In each started project we bring into fruition and in every promise we made to her fulfilled, we'll see her slight nod.
The moment our city permanently fills, funds and fosters real accountability through an Office of Civil Rights, I can assure you we'll hear the old spiritual refrain, "It's about damn time."
When knowledge rests squarely in the fingertips of East Central in the new Maxey Library, you can bet we'll get a glimpse of that small, smirky smile.
Every time a piece of SCAR's mission is accomplished, Sandy will stand beaming.
In the next community symphony pop-up or Black Violin performance, in equitable access to and the enjoyment of art — we can sense her presence.
When damaging horizontal oppression is quashed, I guarantee her rejoicing will be epic.
Hopefully this spring at the Black Owned Business Expo and voter drive, Sandy can rest feeling secure that the work she began continues.
In moments of Queer, BIPOC and, I say again, Blackity-Black-Black and ally excellence, she is bursting with Pride.

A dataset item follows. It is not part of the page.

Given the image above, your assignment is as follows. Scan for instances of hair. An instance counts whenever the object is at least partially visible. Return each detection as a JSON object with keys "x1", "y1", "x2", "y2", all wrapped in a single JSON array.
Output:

When the entire East Side is thriving, vibrant, appropriately resourced, well-appointed, repaired from the harmful freeway fracture, imbued with political agency and voice, she might be satisfied.
Through every success of her daughter, family, mentees or multiple communities, she remains.
In the finding, delighting, in the becoming, in being proud of who we are — as individuals and as a people — she celebrates alongside us.
When the Black Prisoners' Caucus receives its Pulitzer, Sandy may do a little dance.
In any equitable city ordinance, county budget appropriation, criminal justice reform bill passed, her hands will lay atop those who sign them into being.
With each authentic story of transformation captured and told, Sandy Williams stays with us. ♦
Inga N. Laurent is a local legal educator and a Fulbright scholar. She is deeply curious about the world and its constructs and delights in uncovering common points of connection that unite our shared but unique human experiences.